Pujara was ridiculed for not showing the intent. He was ridiculed for the brain-fade run outs. When this was not enough, he was thrown his away stats at his face. But he had the bigger picture in mind. He knew the true meaning of intent. He had the last laugh.
He roared. His roar is second only to that of Kohli. Amla had fallen. India had an opening. It was increasingly becoming hard to see this happening. But then it happened. It happened to a guy who was awake when the daemons in the pitch were sleeping. He was putting himself to work when everyone else was expecting the pitch to work for them. He was not ready to give an inch when others were erring in yards. And then he struck to initiate a mighty collapse. He was Ishant Sharma.
Unlike his world-class action, Ishant’s stats are abysmal. He is a rare breed indeed. At Johannesburg though, he was bowling his best version at the time when the pitch had ceased to be helpful. He was prodding and beating the batsmen incessantly at under 2 runs per over. Once the breakthrough was made, he cleared the way for others to complete the procession. His roar will be remembered and so will be his selfless service.
He was hit on the elbow. He was hurried by a quicker one that bounced a little too much. He did not so much as shrugged. He did not show any pain. He gently signalled to physio – to stay put. And then he continued the pursuit of what he is born for – to win test matches for India. He was Ajinkya Rahane.

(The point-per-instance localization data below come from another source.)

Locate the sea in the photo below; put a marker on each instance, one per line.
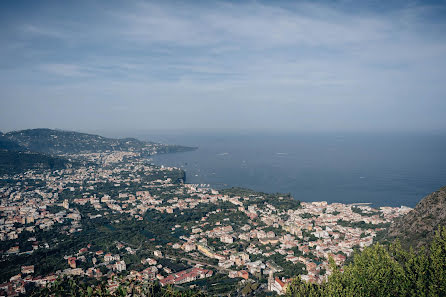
(384, 169)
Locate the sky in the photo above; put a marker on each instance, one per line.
(223, 65)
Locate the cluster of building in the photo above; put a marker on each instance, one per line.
(244, 236)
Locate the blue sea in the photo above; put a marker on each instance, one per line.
(382, 169)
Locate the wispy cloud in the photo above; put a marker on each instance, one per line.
(298, 54)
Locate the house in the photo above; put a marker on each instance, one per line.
(72, 262)
(186, 276)
(27, 269)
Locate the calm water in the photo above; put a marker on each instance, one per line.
(390, 169)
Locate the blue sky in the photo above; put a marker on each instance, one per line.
(223, 65)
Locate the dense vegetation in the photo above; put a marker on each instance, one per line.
(77, 287)
(417, 228)
(14, 162)
(385, 271)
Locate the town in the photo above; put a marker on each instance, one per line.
(119, 217)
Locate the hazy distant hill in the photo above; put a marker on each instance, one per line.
(418, 226)
(68, 142)
(8, 144)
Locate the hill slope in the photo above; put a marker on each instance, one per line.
(8, 144)
(418, 226)
(66, 142)
(12, 162)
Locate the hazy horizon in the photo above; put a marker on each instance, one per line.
(223, 66)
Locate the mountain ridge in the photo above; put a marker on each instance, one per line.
(417, 228)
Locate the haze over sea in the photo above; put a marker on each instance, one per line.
(382, 169)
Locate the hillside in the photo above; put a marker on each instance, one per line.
(418, 226)
(16, 162)
(67, 142)
(8, 144)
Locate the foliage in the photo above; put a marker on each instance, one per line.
(385, 271)
(16, 162)
(76, 287)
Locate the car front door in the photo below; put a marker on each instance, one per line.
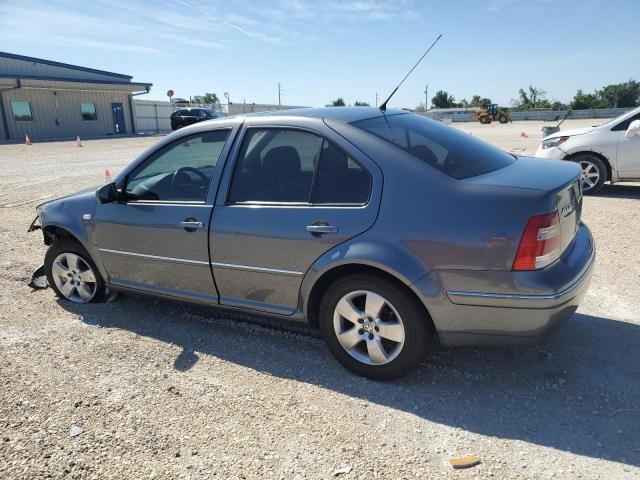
(628, 151)
(292, 195)
(155, 239)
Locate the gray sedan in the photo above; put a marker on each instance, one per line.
(387, 231)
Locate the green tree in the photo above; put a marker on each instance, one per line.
(442, 99)
(338, 102)
(532, 97)
(206, 99)
(621, 95)
(582, 101)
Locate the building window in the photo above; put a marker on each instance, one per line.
(21, 111)
(88, 111)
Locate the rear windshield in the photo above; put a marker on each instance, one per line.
(451, 151)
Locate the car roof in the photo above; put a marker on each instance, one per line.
(340, 114)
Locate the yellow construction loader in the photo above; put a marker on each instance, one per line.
(493, 113)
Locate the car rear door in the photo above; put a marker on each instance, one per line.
(293, 193)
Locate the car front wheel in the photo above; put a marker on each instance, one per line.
(594, 172)
(374, 327)
(72, 274)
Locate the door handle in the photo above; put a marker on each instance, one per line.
(191, 224)
(321, 229)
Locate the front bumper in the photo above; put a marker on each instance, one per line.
(523, 309)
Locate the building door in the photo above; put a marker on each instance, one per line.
(118, 118)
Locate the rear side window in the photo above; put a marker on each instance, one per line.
(624, 125)
(340, 179)
(275, 165)
(282, 166)
(452, 152)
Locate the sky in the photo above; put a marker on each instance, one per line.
(321, 50)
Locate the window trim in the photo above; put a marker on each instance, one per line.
(95, 112)
(159, 151)
(14, 114)
(309, 204)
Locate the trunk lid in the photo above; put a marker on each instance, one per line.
(560, 179)
(531, 173)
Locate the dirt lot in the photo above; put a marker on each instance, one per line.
(158, 390)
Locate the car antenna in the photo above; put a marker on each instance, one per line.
(383, 107)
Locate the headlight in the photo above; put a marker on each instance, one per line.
(553, 142)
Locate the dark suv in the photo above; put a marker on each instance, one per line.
(188, 116)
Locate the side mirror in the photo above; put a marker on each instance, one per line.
(108, 193)
(634, 129)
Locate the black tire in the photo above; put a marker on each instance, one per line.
(418, 332)
(71, 246)
(584, 159)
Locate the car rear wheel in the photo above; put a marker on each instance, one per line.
(374, 327)
(72, 274)
(594, 173)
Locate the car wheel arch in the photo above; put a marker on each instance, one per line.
(52, 233)
(311, 306)
(604, 159)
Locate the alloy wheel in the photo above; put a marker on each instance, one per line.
(590, 174)
(74, 278)
(368, 327)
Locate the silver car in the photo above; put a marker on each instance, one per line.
(387, 231)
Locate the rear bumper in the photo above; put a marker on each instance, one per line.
(550, 153)
(523, 309)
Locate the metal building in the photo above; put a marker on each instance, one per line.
(51, 100)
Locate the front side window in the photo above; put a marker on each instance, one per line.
(452, 152)
(21, 111)
(88, 111)
(181, 171)
(282, 166)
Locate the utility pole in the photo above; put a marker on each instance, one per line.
(426, 97)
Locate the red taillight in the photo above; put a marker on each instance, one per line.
(540, 243)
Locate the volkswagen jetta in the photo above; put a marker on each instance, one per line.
(385, 230)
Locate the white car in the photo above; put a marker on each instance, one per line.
(606, 152)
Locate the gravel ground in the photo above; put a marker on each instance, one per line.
(142, 388)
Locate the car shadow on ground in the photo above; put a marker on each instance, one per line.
(578, 392)
(620, 191)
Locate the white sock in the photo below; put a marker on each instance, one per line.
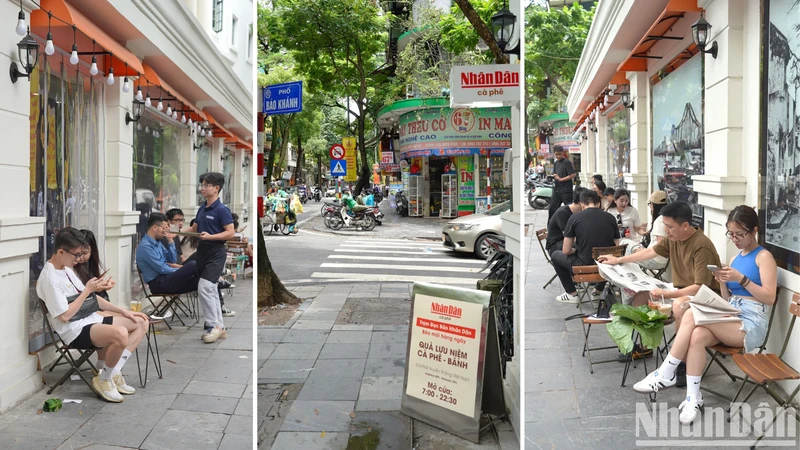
(122, 359)
(693, 387)
(668, 367)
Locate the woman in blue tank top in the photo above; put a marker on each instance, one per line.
(749, 284)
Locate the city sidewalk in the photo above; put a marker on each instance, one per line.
(566, 407)
(204, 401)
(393, 226)
(332, 376)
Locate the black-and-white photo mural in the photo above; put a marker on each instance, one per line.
(780, 164)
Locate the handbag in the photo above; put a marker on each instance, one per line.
(88, 307)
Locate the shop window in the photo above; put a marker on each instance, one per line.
(780, 134)
(678, 136)
(65, 176)
(619, 148)
(216, 18)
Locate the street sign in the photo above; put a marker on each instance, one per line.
(338, 168)
(349, 144)
(337, 151)
(284, 98)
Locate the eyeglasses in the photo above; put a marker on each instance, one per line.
(735, 236)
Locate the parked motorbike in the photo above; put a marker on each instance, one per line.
(363, 219)
(402, 204)
(541, 193)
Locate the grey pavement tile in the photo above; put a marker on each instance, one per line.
(242, 425)
(313, 325)
(390, 337)
(293, 440)
(385, 367)
(305, 336)
(344, 351)
(214, 389)
(378, 405)
(320, 386)
(285, 371)
(355, 327)
(296, 351)
(381, 388)
(205, 403)
(245, 406)
(319, 416)
(270, 334)
(236, 441)
(181, 439)
(344, 368)
(226, 366)
(385, 350)
(349, 337)
(541, 406)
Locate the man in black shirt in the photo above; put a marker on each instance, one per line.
(587, 229)
(558, 223)
(563, 174)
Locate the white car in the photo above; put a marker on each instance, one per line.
(469, 233)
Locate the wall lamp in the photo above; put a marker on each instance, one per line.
(700, 36)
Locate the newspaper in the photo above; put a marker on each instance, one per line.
(708, 307)
(630, 276)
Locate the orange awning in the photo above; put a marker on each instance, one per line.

This was a tough innings for Rahane. He was selected after somebody had failed. He was not the first choice. It must have stung. After all, he was the major architect of the famous Lord’s victory - India's last notable overseas success. He could have made this about himself. Only he didn’t. This was not about him. There was a Test to be won. And win he did.
He is unassuming. He is gritty. He is a work-horse. He bowls, he bats, and he fields. He does everything nonchalantly. He knows his limitations but isn’t bound by them. No one calls him an all-rounder and yet his impact on the match is no less. He scored more than every Indian except Kohli at Johannesburg. His series average is as good as Amla - at Home. Critics would call him a bowler who can bat. And bat he does. He is Bhuvneshwar Kumar.
This was a win in a dead rubber. Let's not lose the sight of that. South Africa have the series and rightly so. But this win symbolizes much more. It scrapes a few labels put on Indian Cricket. This team was supposed to be a pushover who crumbles at the first opportunity. This team was not supposed to take 20 wickets without a spinner. It was ill-equipped to play the conditions they were presented with. And it had little history of bouncing back when already down and out in a Test series. But this team did all this. It revolted. It fought back. It salvaged the pride.
This will be remembered. India has delivered its first blow. Can they go for the kill in the ODIs?